Thomas ha sette anni. E «paura degli zombie, dell’acqua, del buio e dei cani», da quando ha iniziato a parlare. È stato aggredito da un husky. Ma senza farsi troppo male. Miriam, invece, ne ha nove: teme di «essere rapita» e di «andare sul gommone», la vacanza Covid free, sotto casa, che quest’estate le ha proposto suo padre Marco. E, soprattutto, non vuole prendere brutti voti a scuola, «perché poi mamma…». Isabella ha sei anni. È la sorella più piccola, deve dare prova di coraggio. Dice che ha avuto terrore dei vampiri, dei pagliacci e del gatto nero. «Ora non più: sono cresciuta», ride. Perché le paure prendono le sembianze di mostri e animali e cambiano con l’età, nascono da situazioni nuove, in famiglia o con gli amichetti, quando si è soli, dalla preoccupazione di sbagliare, dall’insicurezza nelle scelte, e l’ansia che assale i più piccoli può diventare esasperante. Nervosismo, irrequietezza, tensione muscolare, irritabilità. Mal di pancia e mal di testa. Sono tutte reazioni comuni, passano con l’elaborazione delle emozioni, quando si rafforza la stima in se stessi. Come riuscirci?
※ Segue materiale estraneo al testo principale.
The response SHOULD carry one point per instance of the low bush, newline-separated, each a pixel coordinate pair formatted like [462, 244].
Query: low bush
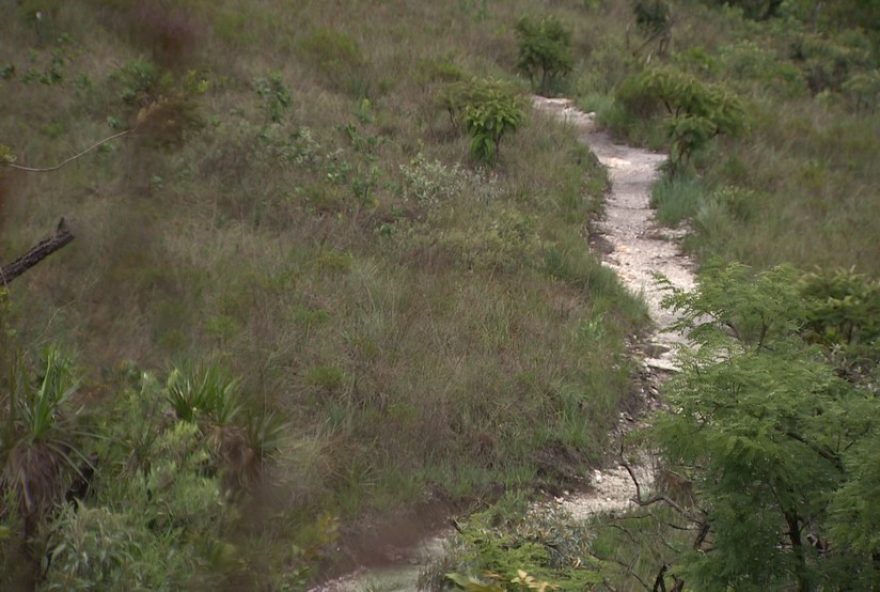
[695, 112]
[487, 110]
[545, 54]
L’ospedale pediatrico Bambino Gesù di Roma ha pronto un vademecum indirizzato ai genitori. Spiega che «la paura va rispettata e non ridicolizzata, accettata e non razionalizzata». Tantomeno deve essere usata come «arma». Bisogna, invece, sostenere la fiducia dei più piccoli nelle proprie capacità, ma senza esagerare nelle aspettative (altrimenti, si ha l’effetto contrario). E aiutare il bimbo a capire e valutare i danni causati da un suo comportamento (anche in questo caso senza eccedere). Le punizioni sono ammesse, ma devono essere coerenti «poiché i bambini hanno bisogno di conoscere e riconoscere le regole». E, forse, il suggerimento più importante: «Alle loro naturali paure non vanno aggiunte le nostre. Di adulti», dice Teresa Grimaldi Capitello, responsabile di psicologia clinica. «In questi casi le difficoltà diventano complesse e devono essere attentamente analizzate. Spesso si traducono in un disagio dell’intero nucleo familiare», avverte Luisa Russo, responsabile della neuropsichiatria infantile dell’Asl Napoli 1 Centro. La più grande preoccupazione dei piccoli resta comunque la separazione dai genitori, il senso di abbandono. Ma, assieme ad altre paure arcaiche e ancestrali nasconde comunque una funzione protettiva, di autodifesa da potenziali pericoli.
L’ALLEATO
Le cautele verso gli animali hanno anche un valore simbolico e, per darsi forza, il bambino mette in atto da solo una serie di meccanismi di rimozione, proiezione, identificazione con l’aggressore. E le fiabe sono un valido alleato. Con personaggi buoni e cattivi, ritmo cadenzato della narrazione e storie a volte cruente, come i “Tre Porcellini”, “Pollicino” o “Cappuccetto rosso”, i bambini vivono le proprie paure in maniera controllata. In più, il «C’era una volta…» li fa sentire sicuri, perché crea una certa distanza dai fatti. «I libri diventano strumenti che permettono ai genitori di intensificare e consolidare un legame indissolubile con i figli e, sin dalla prima infanzia, favoriscono lo sviluppo cognitivo, linguistico ed emotivo», sottolinea Luca Astarita, tra i coordinatori del progetto “Nati per leggere”. Quanto a un’altra paura profonda e diffusa, quella del buio, il pediatra rimarca: «L’approccio migliore resta l’ascolto, un atteggiamento rassicurante. Mai banalizzare». Se le angosce non vengono superate, diventano fobie, un ostacolo nella vita quotidiana, fino a richiedere il sostegno di uno specialista, e gli Sos sono in aumento per diversi motivi. Con la pandemia, si notano nuove manifestazioni cliniche legate a sentimenti di smarrimento. Dai disturbi del sonno e dell’alimentazione a forme di aggressività e autolesionismo, «dovute a un “terrore senza nome” tra i bambini e gli adolescenti. Ma è fondamentale parlarne», sostiene Russo. Giochi e disegni possono aiutare per tirare tutto fuori.